Policy Paralysis and Economic Factors

Policy Ambiguity

Uncertainty surrounding government policies, particularly in areas like taxation, import duties, and incentives for electric vehicles (EVs), has added another layer of complexity for automakers. The lack of a clear roadmap often leads to hesitation in long-term investment planning, which can stifle innovation and exacerbate cost pressures.

Inflationary Pressures

The broader economic landscape, characterized by inflationary pressures and fluctuating currency values, has also contributed to the escalation of car prices. Rising fuel prices and increasing operational costs further strain the finances of both consumers and manufacturers alike.

The Role of Automakers and Dealers

Focus on Profitability

While external factors undoubtedly play a significant role, automakers' and dealers' strategies cannot be overlooked. In pursuit of higher profit margins, some manufacturers may choose to discontinue or scale back production of entry-level models, focusing instead on premium segments where margins are more lucrative.

Marketing and Brand Positioning

Brand positioning and marketing strategies also influence pricing decisions.
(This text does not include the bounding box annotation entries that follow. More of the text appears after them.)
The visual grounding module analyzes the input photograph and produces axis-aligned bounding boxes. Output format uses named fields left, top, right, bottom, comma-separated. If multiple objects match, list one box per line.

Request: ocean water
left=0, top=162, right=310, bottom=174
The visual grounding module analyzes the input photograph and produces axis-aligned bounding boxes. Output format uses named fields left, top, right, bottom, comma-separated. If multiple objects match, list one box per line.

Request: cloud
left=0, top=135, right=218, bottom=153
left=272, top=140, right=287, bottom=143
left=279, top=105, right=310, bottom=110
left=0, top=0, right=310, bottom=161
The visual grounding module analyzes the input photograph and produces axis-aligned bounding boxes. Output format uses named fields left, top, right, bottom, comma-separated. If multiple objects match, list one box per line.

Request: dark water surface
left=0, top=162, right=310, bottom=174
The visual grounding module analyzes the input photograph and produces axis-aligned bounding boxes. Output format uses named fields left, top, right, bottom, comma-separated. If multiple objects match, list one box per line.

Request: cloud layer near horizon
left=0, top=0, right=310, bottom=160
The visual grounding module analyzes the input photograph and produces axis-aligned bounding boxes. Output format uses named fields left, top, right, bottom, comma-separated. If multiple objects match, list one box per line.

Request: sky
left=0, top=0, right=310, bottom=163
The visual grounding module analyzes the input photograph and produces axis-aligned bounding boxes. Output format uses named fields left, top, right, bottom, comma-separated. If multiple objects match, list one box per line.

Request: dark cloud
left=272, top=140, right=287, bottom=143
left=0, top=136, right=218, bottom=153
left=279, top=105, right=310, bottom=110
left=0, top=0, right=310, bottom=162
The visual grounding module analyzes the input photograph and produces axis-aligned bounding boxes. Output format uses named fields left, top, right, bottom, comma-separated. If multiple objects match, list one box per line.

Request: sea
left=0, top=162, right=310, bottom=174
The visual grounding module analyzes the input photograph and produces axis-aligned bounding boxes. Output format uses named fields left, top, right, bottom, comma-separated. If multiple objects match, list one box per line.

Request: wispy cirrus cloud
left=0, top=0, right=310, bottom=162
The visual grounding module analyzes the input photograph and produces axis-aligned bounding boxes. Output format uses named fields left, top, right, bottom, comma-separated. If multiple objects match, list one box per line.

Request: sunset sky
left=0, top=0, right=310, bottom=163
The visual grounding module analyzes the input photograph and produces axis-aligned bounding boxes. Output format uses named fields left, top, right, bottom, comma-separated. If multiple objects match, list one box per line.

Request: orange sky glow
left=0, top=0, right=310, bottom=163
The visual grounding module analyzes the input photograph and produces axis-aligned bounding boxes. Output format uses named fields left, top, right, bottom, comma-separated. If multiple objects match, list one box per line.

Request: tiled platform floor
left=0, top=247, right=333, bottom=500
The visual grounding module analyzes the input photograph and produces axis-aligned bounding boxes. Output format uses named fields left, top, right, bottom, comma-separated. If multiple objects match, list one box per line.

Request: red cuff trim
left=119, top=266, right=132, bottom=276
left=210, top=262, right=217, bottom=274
By associating their products with attributes like luxury, performance, or exclusivity, manufacturers can justify higher price points, regardless of the actual production costs.

Seeking Solutions in an Evolving Landscape

Government Intervention

Policy interventions aimed at addressing supply chain disruptions, promoting domestic manufacturing, and providing incentives for electric and hybrid vehicles could help alleviate some of the pressures contributing to the price surge.

Industry Collaboration

Collaborative efforts within the automotive industry, including shared research and development initiatives, standardized manufacturing processes, and collective bargaining with suppliers, could lead to cost efficiencies that can be passed on to consumers.

Consumer Awareness and Advocacy

Empowering consumers with information about alternative transportation options, including public transit, cycling, and carpooling, can help mitigate the impact of rising car prices while promoting sustainable mobility solutions.

In conclusion, the disappearance of cars priced under Rs 5 lakh is a multifaceted issue driven by a combination of internal and external factors. While rising input costs, supply chain disruptions, and regulatory pressures pose significant challenges, the decisions made by automakers and dealers also play a crucial role in shaping market dynamics. Addressing this issue will require concerted efforts from stakeholders across the board, including government authorities, industry players, and informed consumers.